Defining Your Goals & Building Your Tactics
As my mother would say, it is time to put on your thinking cap. Building goals is the hardest part because you can’t have too many or you won’t get anything done, but everything feels important. The key here is to stay focused on the biggest priorities you discovered in your organizational assessment. I like to remind myself that I am not trying to reach the vision in this strategic plan. I am simply trying to unlock my next level of impact. That helps me keep things achievable and actionable.
Speaking of actionable... A goal is not a tactic. When you write your goals, make sure you use outcomes based language and not activities. You’ll want to move from need to desired outcome to the goal. This will make sure you can also measure those outcomes and evaluate your work over the next few years, keeping you on track.

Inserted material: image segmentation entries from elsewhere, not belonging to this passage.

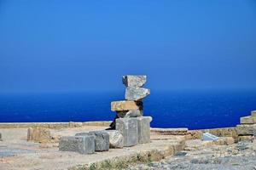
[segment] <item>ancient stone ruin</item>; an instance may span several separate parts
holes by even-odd
[[[256,110],[253,110],[251,116],[241,117],[240,123],[236,126],[239,140],[256,136]]]
[[[146,76],[124,76],[123,84],[126,86],[125,99],[122,101],[111,103],[111,110],[116,112],[116,116],[110,127],[115,128],[115,120],[118,118],[139,117],[143,116],[143,99],[150,94],[150,90],[143,88]]]
[[[142,88],[145,82],[146,76],[123,76],[123,83],[126,86],[125,100],[111,103],[111,110],[116,112],[111,128],[62,137],[59,150],[92,154],[95,151],[108,151],[109,148],[149,143],[152,117],[143,116],[143,99],[150,94],[149,89]]]

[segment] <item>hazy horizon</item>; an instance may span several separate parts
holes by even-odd
[[[255,89],[256,3],[0,0],[0,94]]]

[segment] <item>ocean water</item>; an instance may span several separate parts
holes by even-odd
[[[113,120],[110,102],[124,92],[1,94],[0,122]],[[159,91],[144,101],[152,127],[189,129],[236,126],[256,110],[256,90]]]

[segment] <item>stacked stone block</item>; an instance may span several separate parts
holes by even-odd
[[[124,76],[125,100],[111,103],[111,110],[116,112],[111,128],[123,135],[124,146],[126,147],[150,142],[152,117],[143,116],[143,100],[150,94],[149,89],[143,88],[146,81],[146,76]]]
[[[139,117],[143,116],[143,99],[150,94],[150,90],[143,88],[146,83],[146,76],[124,76],[123,84],[126,87],[125,99],[122,101],[111,102],[111,110],[116,112],[112,129],[115,128],[118,118]]]
[[[236,126],[238,140],[250,139],[256,134],[256,110],[251,111],[251,116],[240,118],[240,125]]]
[[[142,88],[146,76],[125,76],[126,86],[125,100],[111,103],[111,110],[116,117],[111,127],[115,130],[91,131],[76,133],[75,136],[62,137],[59,143],[61,151],[92,154],[106,151],[109,148],[123,148],[150,142],[150,122],[152,117],[143,116],[143,99],[150,90]]]

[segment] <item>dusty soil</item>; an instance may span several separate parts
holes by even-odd
[[[51,129],[54,137],[74,135],[77,133],[105,129],[107,127],[84,126],[62,129]],[[159,136],[152,134],[152,142],[124,149],[92,155],[58,150],[58,143],[38,144],[26,141],[27,128],[0,128],[3,141],[0,142],[0,169],[67,169],[77,165],[90,164],[106,159],[131,156],[141,151],[165,150],[183,140],[183,136]]]
[[[191,144],[191,143],[190,143]],[[203,144],[201,148],[189,145],[174,156],[160,162],[138,164],[129,169],[172,170],[255,170],[256,142],[243,141],[231,145]]]

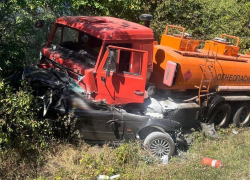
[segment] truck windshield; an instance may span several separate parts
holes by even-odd
[[[90,34],[78,31],[66,26],[58,26],[51,45],[56,46],[62,56],[80,61],[90,67],[94,67],[102,45],[102,40]]]

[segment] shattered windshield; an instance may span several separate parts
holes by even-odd
[[[71,58],[94,67],[102,46],[102,40],[90,34],[66,26],[58,26],[51,47],[64,58]]]

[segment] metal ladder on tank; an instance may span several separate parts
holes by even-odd
[[[205,42],[205,43],[207,43],[207,42]],[[214,44],[214,47],[216,45],[217,44]],[[210,44],[209,44],[209,46],[210,46]],[[210,90],[210,85],[211,85],[211,81],[212,81],[212,78],[213,78],[213,72],[215,70],[214,65],[215,65],[215,62],[217,61],[218,49],[219,49],[219,46],[217,47],[215,58],[214,59],[208,59],[209,53],[210,53],[210,47],[209,47],[208,54],[207,54],[207,57],[205,59],[206,60],[205,64],[200,65],[200,67],[202,69],[201,83],[200,83],[199,92],[198,92],[198,101],[199,101],[199,106],[200,107],[202,106],[201,96],[203,95],[203,93],[206,93],[206,104],[208,104],[209,90]],[[213,52],[212,54],[214,54],[214,48],[213,48],[212,52]]]

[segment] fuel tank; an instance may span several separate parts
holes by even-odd
[[[180,34],[169,34],[170,28]],[[236,41],[234,45],[225,39]],[[185,29],[168,25],[159,45],[154,46],[150,82],[158,89],[197,89],[207,79],[218,86],[250,86],[250,55],[239,54],[239,38],[223,34],[213,41],[193,40]],[[202,49],[200,49],[202,47]]]

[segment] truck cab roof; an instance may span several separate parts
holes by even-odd
[[[64,16],[56,24],[91,34],[102,40],[153,39],[153,31],[143,25],[114,17]]]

We start by setting the goals. Then you can explore the tactics that will help you reach them. Building goals is a two step process:
Step 1:
Review the needs with the highest level of priority. Those should help you to clearly see where you want to focus your energy. What needs are blocking your mission the most or would have the greatest impact if solved. You will have 3-5 years with this plan, so can you solve for part of a need if it is too big to solve for entirely? That is success!
Step 2:
Aim for 1-2 strategic goals for the year in each of these the same 7 areas we reviewed in our organizational assessment:
Programs – effectiveness, quality, alignment with mission
People – staff skills, leadership, capacity, burnout
Systems – technology, data, processes, infrastructure
Funding – sustainability, diversification, fundraising capacity
Partnerships – strength and alignment of collaborations
Strategy – clarity, focus, and execution
Awareness: marketing, communications, external and internal relationships
As the leader(s) of the organization, it is your job to set the goals. Tactics are not yours to set. They are yours to approve.
That means that we must really empower the people who will write them. By allowing your team to write their own tactics (with guidance) you will get their buy-in and help them navigate the changes that will be inevitable.
But that means that you need to be able to guide them. You’ll want to make sure that the people who are going to set the tactics understand the goal and where they came from.
Share a wrap-up from your discovery phase.
Help them understand the priorities.
Give them the goals.
Ask for their feedback.
When you receive the tactics and resources, you will need to review them and determine what fits into the resources you have available or can make available. Being clear about this from the beginning is important to ensuring your staff’s buy-in.
For each tactic you will want to know:
How will it align with your goals
What will the measure of success be
When can the tactic be implemented
What resources are required
Consider inputting your tactics into a gantt chart, allowing you to visualize how realistic they are.
There is a reason we call this a strategic action plan. The goal is to have clear action items in the form of tactics that you will be able to deliver, measure and adjust over the next few years.